Néanmoins, parmi ces ponctuations se glissent quelques cascades de clochettes qui redonnent immédiatement espoir au spectateur attentif : le compositeur a pris soin de les associer, quelques scènes plus tôt, aux courses de Conan et son compagnon Subotai à travers les paysages d’Hyborée. Ils franchissaient des distances formidables à longues foulées, mais surtout, scellaient leur amitié. En écho à ce que la musique vient de nous souffler, l’horizon du désert est brisé par la silhouette de l’archer, sauveur inespéré. Immédiatement à l’unisson, la note étirée par les violons se mue en rythmique détachée jouée sur des harpes. Le passage brusque de la note trop longtemps tendue qui finit par agacer l’oreiller, à la mélodie doucement lyrique qui la caresse provoque chez l’auditeur un soulagement physique au moment même où le personnage en éprouve un lui aussi. La marque d’un compositeur qui a toujours cherché par sa musique à provoquer une empathie profonde envers les personnages.

 

Disparaissant derrière un relief, Subotai provoque la substitution immédiate de la rythmique par la nappe de cordes : c’est l’œil de Conan, en fait, qui guide le développement musical subjectif de la scène.
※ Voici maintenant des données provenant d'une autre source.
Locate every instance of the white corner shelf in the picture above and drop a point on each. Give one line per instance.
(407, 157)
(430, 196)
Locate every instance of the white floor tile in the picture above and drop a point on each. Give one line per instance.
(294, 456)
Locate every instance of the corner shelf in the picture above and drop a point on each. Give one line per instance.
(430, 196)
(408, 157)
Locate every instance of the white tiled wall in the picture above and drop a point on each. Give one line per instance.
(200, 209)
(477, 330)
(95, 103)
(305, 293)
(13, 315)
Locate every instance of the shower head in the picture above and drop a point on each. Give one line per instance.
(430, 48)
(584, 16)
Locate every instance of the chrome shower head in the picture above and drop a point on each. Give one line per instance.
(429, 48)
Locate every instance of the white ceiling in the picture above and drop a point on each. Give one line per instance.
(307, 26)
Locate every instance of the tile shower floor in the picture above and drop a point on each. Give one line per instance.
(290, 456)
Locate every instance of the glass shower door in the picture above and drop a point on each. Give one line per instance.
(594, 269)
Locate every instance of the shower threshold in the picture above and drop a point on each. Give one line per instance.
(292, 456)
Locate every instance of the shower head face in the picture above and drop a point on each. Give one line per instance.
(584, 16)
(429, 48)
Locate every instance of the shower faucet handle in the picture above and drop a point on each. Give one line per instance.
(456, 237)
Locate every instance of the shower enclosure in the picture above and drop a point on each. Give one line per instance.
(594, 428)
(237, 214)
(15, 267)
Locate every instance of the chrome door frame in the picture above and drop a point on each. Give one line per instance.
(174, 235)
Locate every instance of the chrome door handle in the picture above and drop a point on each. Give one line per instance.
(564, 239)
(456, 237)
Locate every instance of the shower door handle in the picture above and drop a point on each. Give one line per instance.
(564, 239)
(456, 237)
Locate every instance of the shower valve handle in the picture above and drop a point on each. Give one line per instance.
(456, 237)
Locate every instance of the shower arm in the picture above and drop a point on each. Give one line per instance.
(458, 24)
La note semble trop s’étirer… L’apparition de l’ami n’était-elle que la remontée depuis un esprit hallucinant d’un dernier souvenir heureux ? Le retour à l’image de l’archer – et de la mélodie associée – met un terme au suspense. En quelques mesures, le compositeur redonne toute son ampleur orchestrale au thème qui a accompagné la naissance de la fraternité entre le barbare et l’hyrkanien, deux loups solitaires. Mais Conan n’est plus seul. Subotai vient de lui en donner la plus belle des preuves en traversant le désert pour le sauver. Une image de la relation que Basil Poledouris partagea avec John Milius ? On a envie de le croire, car si Conan demeure l’une des compositions pour l’image les plus aimées, c’est sans doute parce que son metteur en scène a eu l’audace d’une confiance aveugle en son ami et compositeur, au point de lui confier, au moins autant qu’à ses acteurs et à sa caméra, le soin de raconter l’épopée intérieure de l’orphelin de Cimmérie. Superbe geste, récompensé au-delà de toute espérance par une composition dépassant depuis plus de 30 ans l’étroitesse de l’écran pour embraser les imaginaires fantastiques et héroïques.